I don’t actually see any method in my code where this might happen (but I’ll investigate this further). Could it be that this happens if the handler crashes with an exception and thus the Fiber’s code won’t continue?

Would it help if we called this.unblock() wherever possible? I am using this sparsely, just because I was too lazy to care about it. If I know that parts of a method take longer, I typically call them via Meteor.defer() instead, after the “important” tasks of the method have been performed and the desired result is available.

Besides, I switched from Compose to Mongo DB Atlas some months ago. I noticed that the response times of Atlas are way worse than they are on Compose, even if I access the DB using 3T Studio. Could it be that the connection to Mongo sometimes gets unstable somehow and thus database operations won’t return? (I personally doubt this theory, because the problem only affects the current user session. Once I reload the browser, I can run a method again. Until I try to call a method or sub again, then things get stuck again. The only cure is to restart the whole server.)

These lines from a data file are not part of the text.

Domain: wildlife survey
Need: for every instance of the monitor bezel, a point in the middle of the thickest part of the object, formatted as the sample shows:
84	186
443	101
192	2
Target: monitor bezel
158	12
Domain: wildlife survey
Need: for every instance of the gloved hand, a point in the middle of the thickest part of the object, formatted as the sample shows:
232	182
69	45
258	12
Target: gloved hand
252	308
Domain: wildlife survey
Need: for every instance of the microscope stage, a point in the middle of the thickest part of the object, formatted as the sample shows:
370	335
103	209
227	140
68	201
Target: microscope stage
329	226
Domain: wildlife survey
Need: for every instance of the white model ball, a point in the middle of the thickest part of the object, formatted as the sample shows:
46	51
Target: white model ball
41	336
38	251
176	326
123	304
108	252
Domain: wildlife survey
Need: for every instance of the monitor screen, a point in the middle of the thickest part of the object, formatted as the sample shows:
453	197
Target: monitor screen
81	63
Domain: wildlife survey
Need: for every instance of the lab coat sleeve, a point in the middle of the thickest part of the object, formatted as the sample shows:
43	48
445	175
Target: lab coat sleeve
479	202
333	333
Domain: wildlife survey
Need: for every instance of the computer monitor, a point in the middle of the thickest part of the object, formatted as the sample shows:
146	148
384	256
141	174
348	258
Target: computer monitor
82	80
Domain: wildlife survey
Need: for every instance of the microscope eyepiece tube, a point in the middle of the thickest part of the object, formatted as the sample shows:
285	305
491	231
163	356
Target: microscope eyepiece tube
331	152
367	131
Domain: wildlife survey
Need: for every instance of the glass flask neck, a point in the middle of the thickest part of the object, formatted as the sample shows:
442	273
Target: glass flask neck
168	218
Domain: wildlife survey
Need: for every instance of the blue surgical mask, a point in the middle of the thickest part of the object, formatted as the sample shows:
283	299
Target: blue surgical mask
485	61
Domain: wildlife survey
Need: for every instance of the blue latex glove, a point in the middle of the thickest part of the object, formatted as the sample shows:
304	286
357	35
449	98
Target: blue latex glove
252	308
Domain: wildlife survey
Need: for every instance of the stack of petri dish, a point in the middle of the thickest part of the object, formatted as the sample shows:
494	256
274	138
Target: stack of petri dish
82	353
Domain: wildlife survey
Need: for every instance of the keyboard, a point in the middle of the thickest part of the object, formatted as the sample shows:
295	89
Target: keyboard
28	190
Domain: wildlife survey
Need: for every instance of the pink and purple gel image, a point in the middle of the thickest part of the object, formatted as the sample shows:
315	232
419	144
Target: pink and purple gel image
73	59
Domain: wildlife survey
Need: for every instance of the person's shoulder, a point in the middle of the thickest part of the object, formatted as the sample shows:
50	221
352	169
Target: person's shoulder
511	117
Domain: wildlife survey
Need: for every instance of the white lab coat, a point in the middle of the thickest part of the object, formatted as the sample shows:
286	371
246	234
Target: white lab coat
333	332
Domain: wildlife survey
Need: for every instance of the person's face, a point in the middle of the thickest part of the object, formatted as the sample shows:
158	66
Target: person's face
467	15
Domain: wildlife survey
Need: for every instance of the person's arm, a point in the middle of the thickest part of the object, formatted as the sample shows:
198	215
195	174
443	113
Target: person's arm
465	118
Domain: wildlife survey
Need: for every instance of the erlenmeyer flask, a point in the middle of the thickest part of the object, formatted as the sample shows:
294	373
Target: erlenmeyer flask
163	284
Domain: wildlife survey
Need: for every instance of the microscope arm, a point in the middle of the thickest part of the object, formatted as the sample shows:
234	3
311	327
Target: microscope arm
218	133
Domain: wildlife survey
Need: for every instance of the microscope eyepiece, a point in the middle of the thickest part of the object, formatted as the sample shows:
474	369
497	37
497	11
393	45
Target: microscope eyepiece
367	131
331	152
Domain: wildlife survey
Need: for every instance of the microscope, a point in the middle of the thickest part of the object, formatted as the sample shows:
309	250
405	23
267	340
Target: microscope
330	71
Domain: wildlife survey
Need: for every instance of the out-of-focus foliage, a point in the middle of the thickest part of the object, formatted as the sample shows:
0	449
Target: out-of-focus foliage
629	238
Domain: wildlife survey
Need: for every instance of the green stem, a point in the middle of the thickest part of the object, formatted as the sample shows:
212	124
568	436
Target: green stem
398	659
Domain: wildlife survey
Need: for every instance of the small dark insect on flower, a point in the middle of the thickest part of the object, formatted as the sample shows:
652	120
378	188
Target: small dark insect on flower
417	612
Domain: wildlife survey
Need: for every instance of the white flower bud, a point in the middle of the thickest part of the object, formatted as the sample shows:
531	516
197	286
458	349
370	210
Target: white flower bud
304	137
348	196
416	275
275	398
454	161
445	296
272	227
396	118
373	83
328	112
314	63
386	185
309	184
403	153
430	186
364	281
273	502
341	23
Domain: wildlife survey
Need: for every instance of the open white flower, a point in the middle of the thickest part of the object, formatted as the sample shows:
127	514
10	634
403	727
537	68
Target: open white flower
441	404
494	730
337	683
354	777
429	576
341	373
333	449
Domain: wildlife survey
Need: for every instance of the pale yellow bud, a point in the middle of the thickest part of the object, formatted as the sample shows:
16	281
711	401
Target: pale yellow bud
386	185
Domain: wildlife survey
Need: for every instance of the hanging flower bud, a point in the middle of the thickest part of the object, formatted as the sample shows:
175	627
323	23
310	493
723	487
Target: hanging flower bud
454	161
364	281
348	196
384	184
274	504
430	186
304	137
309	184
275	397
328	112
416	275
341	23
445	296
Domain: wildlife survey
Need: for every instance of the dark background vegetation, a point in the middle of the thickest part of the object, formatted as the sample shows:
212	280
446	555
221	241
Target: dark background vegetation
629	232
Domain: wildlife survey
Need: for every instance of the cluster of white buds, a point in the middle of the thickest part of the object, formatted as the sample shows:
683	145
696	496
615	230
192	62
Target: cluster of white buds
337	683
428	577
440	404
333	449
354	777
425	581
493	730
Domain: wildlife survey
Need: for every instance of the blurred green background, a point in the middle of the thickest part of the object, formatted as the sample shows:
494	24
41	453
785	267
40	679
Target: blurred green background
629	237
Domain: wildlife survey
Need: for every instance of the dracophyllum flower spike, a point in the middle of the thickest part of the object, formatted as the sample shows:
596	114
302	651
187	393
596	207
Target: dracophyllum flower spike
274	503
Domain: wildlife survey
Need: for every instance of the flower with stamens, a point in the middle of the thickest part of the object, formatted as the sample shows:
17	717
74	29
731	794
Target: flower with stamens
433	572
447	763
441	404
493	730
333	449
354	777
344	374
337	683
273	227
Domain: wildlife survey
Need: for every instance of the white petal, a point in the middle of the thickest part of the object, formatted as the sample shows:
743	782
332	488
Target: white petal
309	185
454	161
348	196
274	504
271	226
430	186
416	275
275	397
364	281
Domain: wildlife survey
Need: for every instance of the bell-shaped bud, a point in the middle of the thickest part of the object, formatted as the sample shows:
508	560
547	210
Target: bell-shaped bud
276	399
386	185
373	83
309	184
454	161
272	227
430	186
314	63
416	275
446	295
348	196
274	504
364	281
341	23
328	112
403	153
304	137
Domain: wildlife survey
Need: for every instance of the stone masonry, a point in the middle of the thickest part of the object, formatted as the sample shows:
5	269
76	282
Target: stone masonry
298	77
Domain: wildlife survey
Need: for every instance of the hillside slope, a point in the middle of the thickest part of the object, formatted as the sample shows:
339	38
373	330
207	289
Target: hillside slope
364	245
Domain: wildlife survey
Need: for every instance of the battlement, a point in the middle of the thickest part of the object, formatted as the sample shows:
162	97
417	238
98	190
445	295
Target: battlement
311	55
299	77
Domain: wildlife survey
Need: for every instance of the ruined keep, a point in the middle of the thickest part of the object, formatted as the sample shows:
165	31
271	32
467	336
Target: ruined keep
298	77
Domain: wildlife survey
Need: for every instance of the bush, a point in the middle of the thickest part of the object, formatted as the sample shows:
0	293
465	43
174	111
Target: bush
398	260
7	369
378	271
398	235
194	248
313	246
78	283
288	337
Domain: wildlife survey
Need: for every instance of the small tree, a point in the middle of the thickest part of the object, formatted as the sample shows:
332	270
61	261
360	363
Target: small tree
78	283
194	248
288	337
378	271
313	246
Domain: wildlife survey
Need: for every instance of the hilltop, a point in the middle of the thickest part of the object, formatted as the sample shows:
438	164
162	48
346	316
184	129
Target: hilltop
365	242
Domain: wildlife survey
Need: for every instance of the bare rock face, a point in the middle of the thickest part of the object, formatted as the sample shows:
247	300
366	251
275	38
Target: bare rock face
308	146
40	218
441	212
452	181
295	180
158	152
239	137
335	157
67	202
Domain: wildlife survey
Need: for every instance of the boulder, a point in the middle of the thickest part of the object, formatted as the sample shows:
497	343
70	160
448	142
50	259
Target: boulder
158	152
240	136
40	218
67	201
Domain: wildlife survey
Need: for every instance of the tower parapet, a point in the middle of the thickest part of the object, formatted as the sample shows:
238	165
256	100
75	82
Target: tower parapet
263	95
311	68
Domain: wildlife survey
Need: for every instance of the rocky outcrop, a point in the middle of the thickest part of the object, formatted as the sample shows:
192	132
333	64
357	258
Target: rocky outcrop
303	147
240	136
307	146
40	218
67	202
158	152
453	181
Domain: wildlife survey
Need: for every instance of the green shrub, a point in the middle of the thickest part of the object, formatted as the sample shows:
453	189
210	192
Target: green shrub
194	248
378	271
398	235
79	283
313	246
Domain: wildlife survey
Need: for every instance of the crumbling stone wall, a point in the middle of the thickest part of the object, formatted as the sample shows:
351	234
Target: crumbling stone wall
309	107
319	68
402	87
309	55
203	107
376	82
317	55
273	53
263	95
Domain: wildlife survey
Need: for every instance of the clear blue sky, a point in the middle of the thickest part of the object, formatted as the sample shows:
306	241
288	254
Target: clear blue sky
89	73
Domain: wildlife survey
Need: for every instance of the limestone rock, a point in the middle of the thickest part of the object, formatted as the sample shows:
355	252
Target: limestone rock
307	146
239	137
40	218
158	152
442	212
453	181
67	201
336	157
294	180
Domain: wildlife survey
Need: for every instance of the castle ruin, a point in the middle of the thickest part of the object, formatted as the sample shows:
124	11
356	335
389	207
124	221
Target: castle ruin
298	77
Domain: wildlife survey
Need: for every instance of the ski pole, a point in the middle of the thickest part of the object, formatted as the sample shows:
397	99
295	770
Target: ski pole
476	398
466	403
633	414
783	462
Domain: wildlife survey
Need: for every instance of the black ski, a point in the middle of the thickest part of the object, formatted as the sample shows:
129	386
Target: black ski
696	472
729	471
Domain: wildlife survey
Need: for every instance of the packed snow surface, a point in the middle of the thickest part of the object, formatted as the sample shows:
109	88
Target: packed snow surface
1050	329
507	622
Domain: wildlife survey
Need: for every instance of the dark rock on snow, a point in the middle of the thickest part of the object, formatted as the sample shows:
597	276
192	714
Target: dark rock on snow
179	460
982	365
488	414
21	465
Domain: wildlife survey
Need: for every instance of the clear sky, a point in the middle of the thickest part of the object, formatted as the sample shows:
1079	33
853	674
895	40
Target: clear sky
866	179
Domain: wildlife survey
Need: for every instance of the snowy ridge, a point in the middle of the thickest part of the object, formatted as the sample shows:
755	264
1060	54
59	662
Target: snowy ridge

Just for curiosity: What’s the reason why methods block by default? Is this because Meteor wants to assure that subsequent operations run in order? Because otherwise I’d say that blocking is only needed if methods rely upon each other, so an explicit block might also make sense.

zodern · January 21, 2021, 8:23pm

Yes, it doesn’t restart the app. It enables the inspector in the running Node process. I added this feature because I had similar problems in some projects - bugs that only happened in production after the server was running a while.

Assuming the method or publication works correctly (it returns, and if it returns a promise, the promise is eventually resolved), there are two things I can think of:

A number of packages wrap or overwrite the functions involved in processing messages and running methods and publications. There could a bug in one of those packages, or a conflict between some of them.
If the method updates a collection, it seems Meteor waits until all publications for that collection have been updated. I doubt there is a bug with this, but it is a possibility.

I’m not very familiar with this part of Meteor, so there probably are many more possibilities.

Meteor handles errors in Methods correctly. As long as the methods return, they shouldn’t be causing this problem. To debug it, I would probably start by trying this:

Add a logpoint to log when a message starts to be processed, and when it is finished
If the logs show specific methods that never completed, add a break point at the end of those methods. When the breakpoint is hit, it will pause the server until you resume it, so usually for apps running in production you would prefer logpoints.
When the break point is hit, step through the code to see what Meteor or packages are doing afterwards, and at what point it gets stuck.